Tuesday, October 4, 2011

Cellular transformation may aid in creating tissues

Currently, stem cells are used to artificially create cells of interest, by guiding them towards a certain cellular fate. A molecule, which functions as a modulator of gene transcription, shows that it is possible to convert a cell directly from one type to another, without the need for stem cells. By showing that cells can be directly transformed into other cell types, a feat that was long thought to be only possible in stem cells, scientists have new options to create tissue that can be used for treatment.

In their experiments, certain cells from the blood were transformed from one type to another. For this, a transcription factor called C/EBPα was needed that changes the gene expression of cells: some genes are switched on, while others are switched off. The change in expression pattern seemed to change the cell type, the scientists noted after genetic analysis. Normally, when cells differentiate, they have to be reversed to a primitive stage. From the experiments could be concluded that the typical genes involved with this process, called retrodifferentiation, were absent, which lead to the conclusion that the cells transformed directly, without going back to a more primitive stage.

To create a certain cells, for example neurons, scientists often make use of stem cells. These primitive cells have the capability to differentiate into a wide variety of cells, and we have found several ways to control this process. To make things even easier, it is possible to transform already differentiated adult cells back into stem cells, without the need to harvest them from embryos. However, this process costs a lot of time and effort. Therefore, being able to transform adult cells directly into a desired cell type can make creating tissue easier.

We try making cells and tissues ourselves, because in some cases the body is unable to restore tissue after damage. Neurons from the nervous system are the most famous example. These cells rarely grow back, which makes brain and spinal cord damage often permanent.

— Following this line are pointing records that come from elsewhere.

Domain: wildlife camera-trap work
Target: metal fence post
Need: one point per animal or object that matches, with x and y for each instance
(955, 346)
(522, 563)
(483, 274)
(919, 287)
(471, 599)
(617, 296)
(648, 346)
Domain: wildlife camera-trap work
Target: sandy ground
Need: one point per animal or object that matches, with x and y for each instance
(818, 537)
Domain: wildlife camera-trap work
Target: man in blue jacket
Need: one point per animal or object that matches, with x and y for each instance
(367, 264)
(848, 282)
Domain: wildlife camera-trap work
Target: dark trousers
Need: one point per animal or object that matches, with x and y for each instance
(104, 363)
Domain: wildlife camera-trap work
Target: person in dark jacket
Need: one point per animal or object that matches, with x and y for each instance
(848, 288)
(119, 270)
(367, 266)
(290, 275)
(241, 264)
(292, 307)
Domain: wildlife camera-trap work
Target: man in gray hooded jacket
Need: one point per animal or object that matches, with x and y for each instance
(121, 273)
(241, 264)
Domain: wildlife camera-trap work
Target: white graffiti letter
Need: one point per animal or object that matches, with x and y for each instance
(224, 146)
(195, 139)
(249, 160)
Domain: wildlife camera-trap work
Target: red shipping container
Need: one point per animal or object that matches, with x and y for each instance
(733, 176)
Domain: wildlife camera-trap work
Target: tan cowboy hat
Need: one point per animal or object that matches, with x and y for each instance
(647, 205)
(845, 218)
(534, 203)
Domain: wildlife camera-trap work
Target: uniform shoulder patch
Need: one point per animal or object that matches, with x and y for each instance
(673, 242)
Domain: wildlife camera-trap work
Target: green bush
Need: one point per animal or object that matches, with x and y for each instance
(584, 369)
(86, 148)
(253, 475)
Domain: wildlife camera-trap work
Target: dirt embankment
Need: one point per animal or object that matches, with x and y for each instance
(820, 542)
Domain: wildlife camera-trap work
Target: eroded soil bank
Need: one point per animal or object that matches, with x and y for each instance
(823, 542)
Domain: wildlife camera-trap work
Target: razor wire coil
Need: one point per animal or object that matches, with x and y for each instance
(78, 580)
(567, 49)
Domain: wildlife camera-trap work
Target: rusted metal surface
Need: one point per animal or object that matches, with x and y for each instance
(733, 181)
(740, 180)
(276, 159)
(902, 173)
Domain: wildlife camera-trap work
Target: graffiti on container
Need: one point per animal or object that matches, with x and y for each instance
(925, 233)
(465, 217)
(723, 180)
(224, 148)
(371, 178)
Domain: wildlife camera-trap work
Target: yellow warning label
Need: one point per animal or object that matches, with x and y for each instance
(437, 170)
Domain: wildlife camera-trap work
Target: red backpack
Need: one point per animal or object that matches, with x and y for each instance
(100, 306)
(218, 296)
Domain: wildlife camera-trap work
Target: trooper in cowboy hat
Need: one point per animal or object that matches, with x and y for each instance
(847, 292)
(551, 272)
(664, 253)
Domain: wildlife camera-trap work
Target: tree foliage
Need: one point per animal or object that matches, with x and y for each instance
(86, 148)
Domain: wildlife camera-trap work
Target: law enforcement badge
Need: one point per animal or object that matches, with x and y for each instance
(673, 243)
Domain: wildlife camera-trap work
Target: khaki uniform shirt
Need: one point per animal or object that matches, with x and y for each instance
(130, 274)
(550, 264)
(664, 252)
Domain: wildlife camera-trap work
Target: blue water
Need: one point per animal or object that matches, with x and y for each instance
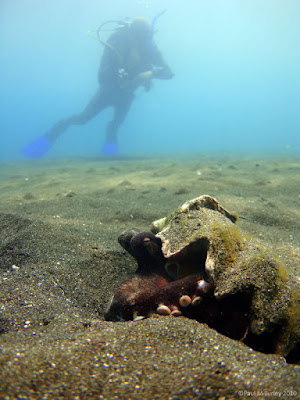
(236, 86)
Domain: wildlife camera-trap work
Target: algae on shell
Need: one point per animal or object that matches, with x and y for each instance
(251, 287)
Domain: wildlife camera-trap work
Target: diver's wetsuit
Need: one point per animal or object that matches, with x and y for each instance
(125, 58)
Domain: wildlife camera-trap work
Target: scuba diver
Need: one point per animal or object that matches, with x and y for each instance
(130, 59)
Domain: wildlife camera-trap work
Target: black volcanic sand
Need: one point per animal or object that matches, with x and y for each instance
(61, 263)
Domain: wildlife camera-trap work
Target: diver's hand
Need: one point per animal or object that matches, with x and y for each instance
(144, 79)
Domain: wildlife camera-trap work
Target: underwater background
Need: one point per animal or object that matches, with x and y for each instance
(236, 86)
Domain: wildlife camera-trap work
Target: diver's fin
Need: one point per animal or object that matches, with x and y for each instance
(109, 149)
(37, 148)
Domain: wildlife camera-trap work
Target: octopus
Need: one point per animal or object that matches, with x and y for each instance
(197, 264)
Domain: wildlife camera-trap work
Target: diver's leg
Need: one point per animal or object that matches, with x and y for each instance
(121, 108)
(42, 144)
(97, 104)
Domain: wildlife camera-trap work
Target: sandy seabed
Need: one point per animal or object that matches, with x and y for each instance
(60, 263)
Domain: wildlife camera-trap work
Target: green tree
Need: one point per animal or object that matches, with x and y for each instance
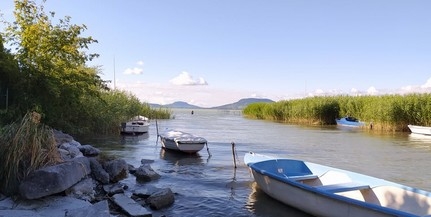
(52, 59)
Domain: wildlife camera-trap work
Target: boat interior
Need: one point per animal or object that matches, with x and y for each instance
(395, 196)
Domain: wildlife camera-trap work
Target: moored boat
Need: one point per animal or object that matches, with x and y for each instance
(420, 129)
(326, 191)
(136, 126)
(181, 141)
(349, 122)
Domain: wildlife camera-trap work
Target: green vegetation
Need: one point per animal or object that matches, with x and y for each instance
(47, 73)
(386, 112)
(25, 146)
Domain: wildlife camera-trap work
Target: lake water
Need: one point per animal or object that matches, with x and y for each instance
(211, 186)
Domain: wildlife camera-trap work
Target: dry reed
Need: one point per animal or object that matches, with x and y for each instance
(25, 146)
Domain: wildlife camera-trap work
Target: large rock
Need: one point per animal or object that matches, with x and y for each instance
(100, 209)
(145, 174)
(83, 190)
(53, 206)
(117, 169)
(54, 179)
(89, 151)
(98, 172)
(130, 206)
(161, 199)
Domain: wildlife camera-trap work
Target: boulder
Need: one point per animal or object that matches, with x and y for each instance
(117, 169)
(161, 199)
(83, 190)
(99, 209)
(130, 206)
(145, 174)
(98, 172)
(89, 151)
(54, 179)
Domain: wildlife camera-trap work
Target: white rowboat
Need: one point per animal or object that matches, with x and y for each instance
(326, 191)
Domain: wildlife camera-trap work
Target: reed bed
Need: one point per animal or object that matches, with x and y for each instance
(383, 113)
(25, 146)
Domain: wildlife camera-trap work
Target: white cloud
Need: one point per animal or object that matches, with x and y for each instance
(134, 71)
(427, 84)
(186, 79)
(372, 91)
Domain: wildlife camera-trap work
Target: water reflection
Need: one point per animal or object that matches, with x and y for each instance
(180, 159)
(133, 139)
(261, 204)
(420, 141)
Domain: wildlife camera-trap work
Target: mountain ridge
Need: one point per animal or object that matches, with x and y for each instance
(239, 105)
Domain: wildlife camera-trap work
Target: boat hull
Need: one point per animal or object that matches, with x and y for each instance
(134, 129)
(325, 191)
(347, 123)
(420, 130)
(182, 142)
(137, 126)
(310, 202)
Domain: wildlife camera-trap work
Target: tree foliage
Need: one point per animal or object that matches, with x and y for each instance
(46, 70)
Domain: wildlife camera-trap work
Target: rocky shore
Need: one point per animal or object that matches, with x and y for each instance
(86, 183)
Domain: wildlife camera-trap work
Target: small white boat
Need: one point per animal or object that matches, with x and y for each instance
(182, 141)
(349, 122)
(136, 126)
(326, 191)
(420, 129)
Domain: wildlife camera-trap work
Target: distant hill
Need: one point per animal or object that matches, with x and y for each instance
(178, 104)
(241, 104)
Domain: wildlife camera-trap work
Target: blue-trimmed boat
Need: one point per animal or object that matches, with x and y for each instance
(326, 191)
(349, 122)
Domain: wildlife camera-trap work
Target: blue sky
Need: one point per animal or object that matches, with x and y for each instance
(210, 53)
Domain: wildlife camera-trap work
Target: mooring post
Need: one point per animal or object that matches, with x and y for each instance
(233, 153)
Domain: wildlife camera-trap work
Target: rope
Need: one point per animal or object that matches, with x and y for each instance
(208, 150)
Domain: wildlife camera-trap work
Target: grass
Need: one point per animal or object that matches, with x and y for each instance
(25, 146)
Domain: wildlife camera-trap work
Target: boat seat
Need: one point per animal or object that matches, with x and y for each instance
(303, 177)
(349, 186)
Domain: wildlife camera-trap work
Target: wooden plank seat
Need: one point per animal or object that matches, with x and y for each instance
(303, 177)
(349, 186)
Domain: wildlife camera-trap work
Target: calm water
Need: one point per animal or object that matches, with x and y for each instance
(211, 186)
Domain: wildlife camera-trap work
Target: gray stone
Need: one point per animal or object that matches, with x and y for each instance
(145, 174)
(83, 190)
(100, 209)
(130, 206)
(61, 137)
(19, 213)
(98, 172)
(89, 151)
(146, 161)
(160, 199)
(117, 169)
(6, 203)
(53, 206)
(54, 179)
(116, 188)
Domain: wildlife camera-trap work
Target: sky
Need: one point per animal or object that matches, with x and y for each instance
(215, 52)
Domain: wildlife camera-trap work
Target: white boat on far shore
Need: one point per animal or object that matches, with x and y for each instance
(136, 126)
(420, 129)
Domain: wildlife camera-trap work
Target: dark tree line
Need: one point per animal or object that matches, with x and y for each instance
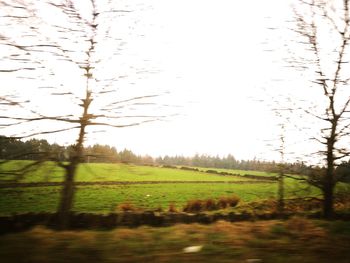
(32, 149)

Patients that suffered from a stroke often find themselves with permanent loss of function, something that could possibly be reversed if we find ways to create and administer the cells that make up the lost tissue.

A lot of experimental therapies involve stem cells, but if the scientists find a way to use their proof of concept for more cell types, it would save a lot of time and hassle to create cells of choice. It might also be safer, as misguided stem cells can transform into something different, which possibly involves tumour formation.

It remains to be seen whether this concept works for all cells. During the experiments, certain blood cells were transformed into another type of cell that resides in the blood. Because they are of the same lineage, they are not as different as a liver cell compared with a brain cell, for example. However, this proof of concept shows direct transformation is possible, and paves the way for new studies that aim to investigate how we can transform more cell types, in order to more easily create the cells and tissues we want for treatment.